Przeczytaj więcej podobnych informacji na stronie głównej Gazeta.pl
W ostatnich dniach doszło do odczuwalnego ochłodzenia. Zimno dawało się we znaki szczególnie wieczorami i rano, synoptycy zapowiadają jednak, że od poniedziałku 11 października temperatura ma jeszcze dodatkowo zacząć się obniżać. A co ze śniegiem?
Jak podaje portal dobrapogoda24.pl, w poniedziałek do naszego kraju zacznie zbliżać się chłodny front atmosferyczny. Wraz z nim napływać będą chmury, mogą pojawić się także opady deszczu. Nie wykluczone więc, że miniony weekend był ostatnim, lub jednym z ostatnich, tak ciepłym i w dodatku pogodnym w tym roku. Wartości na termometrach w najbliższym czasie mogą spaść nawet poniżej 10 stopni Celsjusza.
Choć jak podaje "Super Express", już teraz w niektórych regionach temperatura przy gruncie spadła poniżej zera - w nocy z 7 na 8 października w Białymstoku odnotowano nawet do sześciu stopni na minusie. Zdaniem synoptyków już niedługo możemy spodziewać się także pierwszego ataku zimy w naszym kraju.
Portal fanipogody.pl zapowiada, że w najbliższym czasie pogoda zacznie się zmieniać, a na termometrach pokażą się jeszcze niższe niż do tej pory wartości. Zgodnie z wyliczeniami opartymi na modelu GEFS atak zimy może nastąpić przede wszystkim w pasie od południowej Polski po Bałkany, gdzie już spadł pierwszy śnieg.
"Warto zwrócić uwagę, że najbliższe dni przynieść mogą naprawdę obfite opady śniegu w Europie. Największe szanse na śnieg na nizinach upatruję dla Bośni i Hercegowiny, Serbii i Czarnogóry" - czytamy.

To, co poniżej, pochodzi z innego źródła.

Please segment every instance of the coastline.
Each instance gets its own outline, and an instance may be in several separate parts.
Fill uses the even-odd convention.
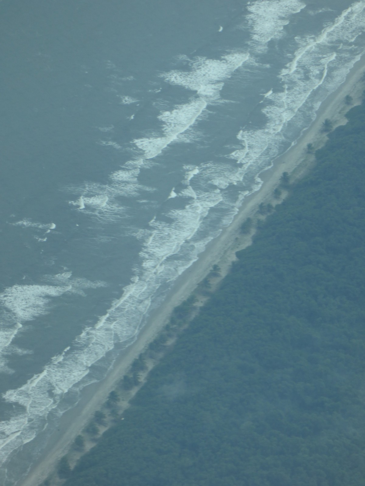
[[[251,244],[253,232],[246,235],[240,232],[243,222],[257,214],[261,203],[276,204],[283,200],[285,194],[280,199],[274,200],[273,198],[274,191],[279,185],[283,172],[289,173],[291,179],[295,180],[302,176],[314,164],[314,156],[307,153],[307,145],[312,143],[316,149],[325,143],[327,135],[321,130],[324,121],[327,118],[331,120],[333,128],[344,124],[346,122],[346,113],[359,104],[363,91],[362,76],[365,69],[365,57],[355,64],[346,81],[322,103],[315,120],[303,132],[297,142],[276,158],[271,168],[261,173],[260,178],[263,183],[260,189],[247,198],[231,224],[208,245],[199,260],[177,279],[168,297],[152,313],[135,342],[121,353],[108,376],[100,382],[87,387],[82,392],[79,404],[64,414],[60,429],[65,432],[60,437],[51,439],[47,451],[34,466],[28,477],[20,483],[22,486],[38,486],[54,470],[57,462],[68,452],[75,437],[105,402],[108,394],[128,371],[134,359],[153,340],[166,323],[173,309],[194,291],[212,265],[218,263],[221,268],[221,276],[217,279],[219,280],[229,271],[236,259],[236,252]],[[345,102],[345,97],[347,94],[353,98],[353,103],[350,105]],[[128,406],[128,402],[125,405],[126,407]]]

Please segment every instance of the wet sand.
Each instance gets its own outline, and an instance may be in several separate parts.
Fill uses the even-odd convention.
[[[70,449],[77,435],[90,421],[94,412],[105,402],[109,393],[127,372],[133,361],[156,337],[168,321],[174,308],[186,299],[208,274],[214,264],[219,265],[221,277],[229,272],[236,259],[236,252],[252,242],[250,235],[242,235],[240,228],[247,218],[257,213],[262,202],[274,201],[273,192],[280,183],[283,172],[291,174],[291,180],[302,176],[314,163],[314,156],[307,153],[309,143],[318,149],[326,142],[327,136],[321,131],[326,119],[333,127],[346,122],[346,113],[354,104],[361,102],[364,89],[362,80],[365,59],[362,58],[349,73],[346,81],[322,104],[315,120],[305,130],[298,141],[284,155],[274,161],[273,166],[260,175],[263,183],[259,191],[248,197],[232,223],[211,242],[199,260],[177,279],[173,288],[160,307],[150,316],[148,323],[133,344],[122,351],[107,377],[99,383],[87,387],[77,405],[65,413],[61,420],[59,431],[55,433],[42,457],[34,465],[21,486],[38,486],[55,469],[59,460]],[[345,97],[353,98],[353,104],[347,105]],[[58,435],[57,435],[58,434]]]

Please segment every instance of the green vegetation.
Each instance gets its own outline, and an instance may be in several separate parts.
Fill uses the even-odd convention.
[[[71,474],[71,468],[66,456],[64,456],[60,460],[57,468],[57,473],[61,479],[68,478]]]
[[[365,107],[349,119],[66,486],[363,486]]]

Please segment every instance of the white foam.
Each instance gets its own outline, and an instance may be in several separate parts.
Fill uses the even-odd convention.
[[[167,199],[171,199],[174,197],[176,197],[177,196],[177,194],[176,194],[176,193],[175,191],[175,188],[173,187],[172,189],[171,189],[171,192],[170,192],[170,194],[168,195],[168,197],[167,198]]]
[[[114,125],[110,125],[109,126],[98,126],[97,128],[101,132],[110,132],[114,128]]]
[[[113,142],[112,140],[100,140],[98,142],[98,143],[100,145],[104,145],[105,147],[112,147],[113,148],[116,149],[117,150],[122,148],[119,143]]]
[[[53,223],[45,224],[37,223],[27,218],[20,221],[17,221],[16,223],[11,223],[10,224],[14,226],[22,226],[24,228],[37,228],[38,229],[54,229],[56,227],[55,225]]]
[[[196,91],[207,102],[212,103],[219,98],[223,81],[230,78],[249,57],[247,53],[237,52],[227,54],[219,60],[196,57],[190,61],[190,71],[170,71],[161,76],[170,84]]]
[[[117,96],[120,99],[120,103],[122,104],[132,104],[133,103],[138,102],[138,100],[136,99],[135,98],[132,98],[131,96],[122,96],[119,94]]]
[[[164,215],[170,218],[168,223],[155,216],[149,222],[147,229],[136,232],[142,245],[139,255],[142,263],[135,269],[133,278],[121,297],[113,301],[96,323],[83,330],[70,348],[54,357],[42,373],[32,377],[23,386],[9,390],[4,395],[8,402],[22,404],[24,412],[0,423],[0,434],[3,439],[3,457],[7,456],[15,448],[32,440],[36,427],[44,423],[42,421],[47,414],[57,406],[71,387],[74,389],[81,388],[88,380],[91,379],[88,376],[90,367],[112,349],[115,343],[132,339],[136,335],[144,315],[161,286],[164,285],[166,288],[166,282],[173,281],[198,258],[199,252],[219,232],[222,225],[229,224],[243,198],[260,187],[262,182],[259,174],[267,169],[282,149],[284,137],[291,130],[303,126],[300,118],[303,113],[306,116],[309,114],[310,117],[314,115],[321,101],[342,82],[358,58],[360,52],[353,49],[351,43],[362,32],[365,21],[364,4],[364,2],[353,4],[335,22],[327,26],[320,35],[296,39],[297,49],[277,80],[281,83],[282,90],[280,91],[275,87],[275,92],[269,91],[263,95],[264,103],[260,106],[267,120],[265,126],[256,130],[243,128],[237,135],[241,147],[230,155],[238,163],[237,165],[224,161],[204,162],[184,167],[182,181],[184,186],[182,190],[179,189],[175,196],[183,207]],[[250,48],[255,57],[266,46],[268,38],[282,34],[289,17],[295,13],[296,9],[301,10],[303,4],[285,0],[279,3],[273,0],[268,3],[259,0],[250,5],[253,9],[250,14],[256,12],[257,14],[256,20],[251,17],[252,22],[256,22],[252,24],[254,36]],[[266,5],[266,10],[263,5]],[[285,7],[286,10],[282,9],[281,13],[274,12],[273,8],[275,5],[278,8]],[[269,18],[272,14],[272,18]],[[263,20],[261,27],[258,24]],[[268,22],[266,30],[264,28],[265,22]],[[343,42],[341,52],[336,50],[340,40]],[[350,49],[353,50],[349,55]],[[192,102],[203,100],[207,105],[219,99],[222,83],[232,75],[234,66],[238,65],[238,59],[236,59],[236,64],[233,59],[231,60],[232,62],[223,58],[218,61],[199,58],[195,60],[195,64],[191,63],[190,71],[171,71],[164,76],[167,76],[168,82],[196,91],[197,97]],[[195,123],[197,119],[185,116],[187,110],[186,106],[183,109],[181,107],[182,106],[161,114],[160,133],[139,139],[146,140],[146,143],[141,142],[143,145],[139,147],[144,151],[144,156],[130,161],[113,173],[108,185],[87,183],[78,188],[76,193],[81,195],[71,204],[84,212],[100,216],[103,220],[109,220],[114,214],[123,214],[123,208],[117,203],[117,198],[123,194],[136,195],[144,190],[138,182],[138,176],[141,167],[146,166],[148,156],[156,156],[167,146],[166,139],[170,140],[169,143],[178,139],[180,135],[189,130],[188,127],[184,127],[191,126],[189,120]],[[184,123],[182,121],[183,114],[185,117]],[[253,182],[248,190],[239,184],[249,176]],[[232,202],[228,200],[228,191],[225,190],[235,185],[238,188],[237,192],[241,191],[237,201]],[[208,220],[213,208],[224,209],[224,215],[210,232],[205,227],[203,234],[202,225]],[[207,236],[207,232],[209,232]],[[71,292],[75,291],[75,288],[79,288],[71,281],[72,276],[68,276],[67,272],[65,274],[56,276],[56,280],[48,282],[54,285],[42,286],[45,293],[44,289],[38,294],[36,292],[38,303],[43,299],[43,306],[32,303],[31,298],[29,303],[22,304],[21,301],[20,304],[18,303],[17,305],[11,299],[9,300],[7,309],[14,320],[8,336],[15,332],[15,323],[20,322],[16,320],[18,316],[23,314],[33,318],[32,316],[49,308],[56,296],[52,292],[47,293],[48,287],[54,289],[52,292],[55,289],[59,289],[56,292]],[[28,290],[32,287],[21,286],[28,287]],[[18,296],[20,291],[15,294]]]
[[[158,118],[163,122],[162,130],[164,135],[137,139],[133,143],[143,151],[144,158],[154,158],[170,143],[179,141],[179,137],[194,125],[206,106],[204,100],[198,98],[185,104],[178,105],[171,111],[163,112]]]
[[[252,33],[255,49],[260,52],[266,50],[270,40],[282,35],[284,27],[289,23],[291,16],[305,6],[299,0],[259,0],[251,3],[247,7],[250,14],[247,21]]]
[[[191,168],[189,166],[184,167],[184,169],[187,170],[187,172],[185,174],[183,182],[185,184],[189,184],[194,175],[199,174],[199,169],[197,167]]]

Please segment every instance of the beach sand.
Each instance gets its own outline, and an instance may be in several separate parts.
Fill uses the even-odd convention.
[[[315,120],[303,132],[295,145],[274,161],[270,169],[262,173],[260,178],[263,183],[259,191],[247,198],[232,223],[209,243],[199,260],[179,277],[168,298],[152,313],[135,342],[121,353],[107,377],[100,382],[87,387],[83,391],[77,405],[64,414],[59,431],[51,438],[46,450],[21,483],[21,486],[39,486],[54,472],[58,461],[68,452],[76,436],[88,423],[95,411],[105,403],[109,393],[115,388],[133,360],[167,323],[174,308],[194,291],[199,282],[211,271],[213,265],[218,264],[221,269],[219,278],[229,271],[232,262],[236,259],[236,252],[252,243],[252,235],[242,234],[240,231],[242,224],[248,218],[257,215],[261,203],[271,203],[274,205],[282,200],[282,197],[275,199],[273,193],[280,184],[283,172],[289,173],[291,180],[293,181],[302,176],[312,166],[314,156],[307,153],[307,144],[312,144],[315,150],[325,143],[327,136],[321,130],[325,119],[330,120],[334,128],[346,122],[346,112],[362,101],[364,70],[365,59],[363,57],[355,65],[346,81],[322,103]],[[353,98],[351,105],[345,103],[345,97],[347,95]],[[285,191],[283,195],[285,195]],[[218,283],[215,281],[215,284]],[[127,406],[128,403],[125,404],[125,408]],[[52,482],[51,484],[56,483]]]

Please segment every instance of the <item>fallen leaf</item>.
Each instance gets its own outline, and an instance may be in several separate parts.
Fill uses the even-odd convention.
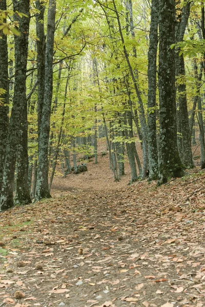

I faktycznie, na Bałkanach w wielu miejscach w ten weekend popadało, a w górskich regionach Rumunii warstwa śniegu miała 10 cm grubości. Jak podaje TVN Meteo, opady dotarły także do Chorwacji.
Nie wykluczone, że jeszcze w tym miesiącu na naszym kontynencie pojawi się siarczysty mróz osiągający nawet -20 stopni. Taka sytuacja możliwa będzie przede wszystkim w Skandynawii.
W Tatrach śnieg może spaść już z 12 na 13 października. Na nizinach natomiast opady białego puchu nastąpią prawdopodobnie już w listopadzie, choć równocześnie nie jest całkiem wykluczone, że stanie się to jeszcze pod koniec października - czytamy w "Super Expressie".